Miguel Alvarez Gandara said the key to social change in Mexico is unity among the different movements rising among the people. Photo/Courtesy of Jesuit Forum for Social Faith and Justice

Mexican people cry out for social change

By 
  • May 27, 2016

TORONTO – Mexico is ready for social change. The problem is that no one can agree on where to start, said Miguel Alvarez Gandara.

“All these explanations of the Mexican situation, in my opinion, all of them are part of the complete diagnosis of human rights,” said Gandara, an expert in peace meditation. “The problem is that in Mexico, every group is acting towards its own diagnosis.”

Earlier this month, Gandara visited Toronto to talk to the Jesuit Forum for Social Faith and Justice, along with Canadian Jesuits International, the Canadian Catholic Organization for Development and Peace and Amnesty International, to share his insight into Canada’s third largest trading partner.

“Some say that the Mexican state is so corrupted with so much juridical fiction that it is not a state of law, it is not a state of justice. It’s just a general condition where the powerful benefit from the minority,” he said. “For another, this is a criminal state linked with organized crime. Some will call it a narco state.”

Others believe the main crisis in Mexico lies in security, with the Mexican army holding sway over local communities and local affairs. 

Some believe the growing income gap has fuelled the growth of organized crime.
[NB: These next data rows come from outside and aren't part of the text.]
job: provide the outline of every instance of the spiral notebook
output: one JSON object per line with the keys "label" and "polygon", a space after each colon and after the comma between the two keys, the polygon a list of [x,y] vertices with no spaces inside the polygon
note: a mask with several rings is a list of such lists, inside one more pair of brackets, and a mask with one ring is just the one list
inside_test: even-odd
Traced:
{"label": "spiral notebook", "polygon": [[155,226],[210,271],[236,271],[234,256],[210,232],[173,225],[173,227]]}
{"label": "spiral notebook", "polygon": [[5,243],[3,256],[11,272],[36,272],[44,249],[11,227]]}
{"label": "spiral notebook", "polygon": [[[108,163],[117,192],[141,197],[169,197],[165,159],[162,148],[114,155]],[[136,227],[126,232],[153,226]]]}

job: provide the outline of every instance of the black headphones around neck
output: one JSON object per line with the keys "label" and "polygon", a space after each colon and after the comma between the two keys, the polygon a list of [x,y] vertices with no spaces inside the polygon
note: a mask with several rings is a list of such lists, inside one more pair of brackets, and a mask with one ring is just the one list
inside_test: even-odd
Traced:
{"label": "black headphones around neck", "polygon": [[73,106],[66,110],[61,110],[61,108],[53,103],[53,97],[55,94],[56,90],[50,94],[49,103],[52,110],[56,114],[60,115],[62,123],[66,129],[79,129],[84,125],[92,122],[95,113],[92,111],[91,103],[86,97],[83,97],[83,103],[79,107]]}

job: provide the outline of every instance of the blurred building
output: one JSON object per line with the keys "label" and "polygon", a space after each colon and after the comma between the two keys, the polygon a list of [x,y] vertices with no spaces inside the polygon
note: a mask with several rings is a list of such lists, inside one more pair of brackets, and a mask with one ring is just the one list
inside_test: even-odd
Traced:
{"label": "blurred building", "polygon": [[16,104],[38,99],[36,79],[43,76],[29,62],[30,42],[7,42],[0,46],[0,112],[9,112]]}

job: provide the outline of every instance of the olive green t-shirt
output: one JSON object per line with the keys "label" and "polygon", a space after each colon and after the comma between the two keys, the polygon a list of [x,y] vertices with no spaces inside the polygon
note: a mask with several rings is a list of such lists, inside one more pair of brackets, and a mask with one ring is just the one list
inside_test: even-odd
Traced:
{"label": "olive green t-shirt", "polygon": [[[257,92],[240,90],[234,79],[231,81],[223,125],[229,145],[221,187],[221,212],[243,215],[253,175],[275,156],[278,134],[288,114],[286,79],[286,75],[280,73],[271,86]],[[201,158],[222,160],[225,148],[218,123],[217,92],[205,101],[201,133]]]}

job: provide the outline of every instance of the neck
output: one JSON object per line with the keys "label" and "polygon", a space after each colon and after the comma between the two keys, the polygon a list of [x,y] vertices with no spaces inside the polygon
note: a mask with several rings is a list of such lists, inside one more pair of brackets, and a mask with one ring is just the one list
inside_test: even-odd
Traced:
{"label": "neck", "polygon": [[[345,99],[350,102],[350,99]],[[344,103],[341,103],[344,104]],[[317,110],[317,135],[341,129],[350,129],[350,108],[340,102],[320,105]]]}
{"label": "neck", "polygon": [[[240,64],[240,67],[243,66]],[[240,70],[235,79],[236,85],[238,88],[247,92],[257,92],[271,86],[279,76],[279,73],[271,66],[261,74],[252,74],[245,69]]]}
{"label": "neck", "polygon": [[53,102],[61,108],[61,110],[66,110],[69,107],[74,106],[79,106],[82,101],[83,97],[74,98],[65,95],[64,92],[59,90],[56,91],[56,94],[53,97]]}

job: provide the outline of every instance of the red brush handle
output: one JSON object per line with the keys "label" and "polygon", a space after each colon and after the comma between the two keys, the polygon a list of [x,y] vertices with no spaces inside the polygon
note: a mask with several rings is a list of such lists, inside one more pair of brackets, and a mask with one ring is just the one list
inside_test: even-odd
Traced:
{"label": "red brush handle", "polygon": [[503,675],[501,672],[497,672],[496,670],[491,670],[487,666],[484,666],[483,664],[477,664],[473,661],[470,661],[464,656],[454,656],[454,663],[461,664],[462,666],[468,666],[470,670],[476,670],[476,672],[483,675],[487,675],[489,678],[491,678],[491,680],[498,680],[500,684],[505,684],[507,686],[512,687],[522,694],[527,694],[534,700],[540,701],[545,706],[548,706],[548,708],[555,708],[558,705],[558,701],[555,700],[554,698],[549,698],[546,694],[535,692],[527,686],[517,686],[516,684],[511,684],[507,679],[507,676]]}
Gandara said organized crime is so strongly linked with individuals in government and in communities it is very difficult to contain its spread.

Gandara said the Mexican people are frustrated, yet the government consistently denies the reality of the situation. In March, the Inter-American Human Rights Commission released a report that said Mexico is suffering a “serious crisis of violence and impunity.” The report said the Mexican government has systemically failed to investigate crimes that have led to torture and the disappearance and killings of more than 30,000 people as of 2015.

The Mexican government responded to the report in a public statement denying there was a human rights crisis and that the report did not reflect the general situation of the country.

“(The Mexican government) is not accepting the fact of that explanation. They say that they did not generalize, instead they focused on the isolated incidents,” said Gandara. “The truth is that because of the violence of the war against crimes, we as a country have the surprise of receiving what is now the centralizing of all victims.”

Gandara said that in anticipation of the upcoming Three Amigos summit on June 29, when leaders from Canada, the United States and Mexico will meet, it is important that Canadians gain a better understanding of the crisis that Mexico is currently facing. 

Gandara has more than 40 years of experience in peace mediation in Mexico. He is president of SERAPAZ (Service and Advising for Peace), a non-profit organization dedicated to bringing peaceful resolutions to social struggles in Mexico. He said that when Pope Francis visited Mexico in February, it was a phenomenon because everyone wanted the Holy Father to say something that supported their cause and their agenda.

“There was a preparation for the battle for the Pope,” said Gandara. “But he was so smart... He didn’t say the phrases that we were needing but he left us a package of wonders of hope. Now the media has forgotten the Pope, but the churches are working with the gift the Pope gave the Mexican people.”

Gandara is hopeful about the future. Social movements are rising up everywhere in the country and the people are letting it be known they are very aware of the corruption in the country.

“I do believe that in the same way that we can say that the world is facing a global warming in ecological terms, we can say that (Mexico) is facing a political and social warming,” he said. “We are sensitive. Violence is coming at any moment.”

Gandara admits that Mexico has a long road ahead before there is peace, but the key is to encourage unity among the people.